Cherreads

Chapter 32 - Bab 34 (Alkein-Ruhosi)

Bab 34 – Aksara Kuno di Perpustakaan Cahaya

Keesokan paginya, setelah sarapan buah-buahan yang (menurut Ruhosi) "lumayan enak, tapi tetap lebih enak kalau ada sosis monsternya," Lyris mengajak Ruhosi dan Elara menuju Perpustakaan Agung Lumina'val. Bangunan ini adalah salah satu yang tertua dan paling dihormati, bukan terbuat dari kayu atau batu biasa, melainkan seolah tumbuh dari jantung pohon cahaya raksasa, dengan dinding-dinding yang memancarkan pendaran lembut dan jendela-jendela kristal alami yang menangkap setiap spektrum matahari.

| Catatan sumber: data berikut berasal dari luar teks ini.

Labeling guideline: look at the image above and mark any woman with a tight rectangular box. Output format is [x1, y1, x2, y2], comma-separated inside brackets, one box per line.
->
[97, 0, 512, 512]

Udara di dalamnya terasa sejuk dan dipenuhi aroma perkamen kuno, bunga kering, dan debu bintang yang entah bagaimana terasa menenangkan. Tidak ada rak buku biasa; gulungan-gulungan perkamen, tablet-tablet batu giok tipis, bahkan lembaran-lembaran daun perak yang diawetkan secara magis tersimpan dalam ceruk-ceruk bercahaya di sepanjang dinding melingkar yang menjulang tinggi. Keheningan begitu terasa, hanya dipecah oleh suara gemerisik halaman yang dibalik oleh beberapa Elf cendekiawan yang tenggelam dalam penelitian mereka.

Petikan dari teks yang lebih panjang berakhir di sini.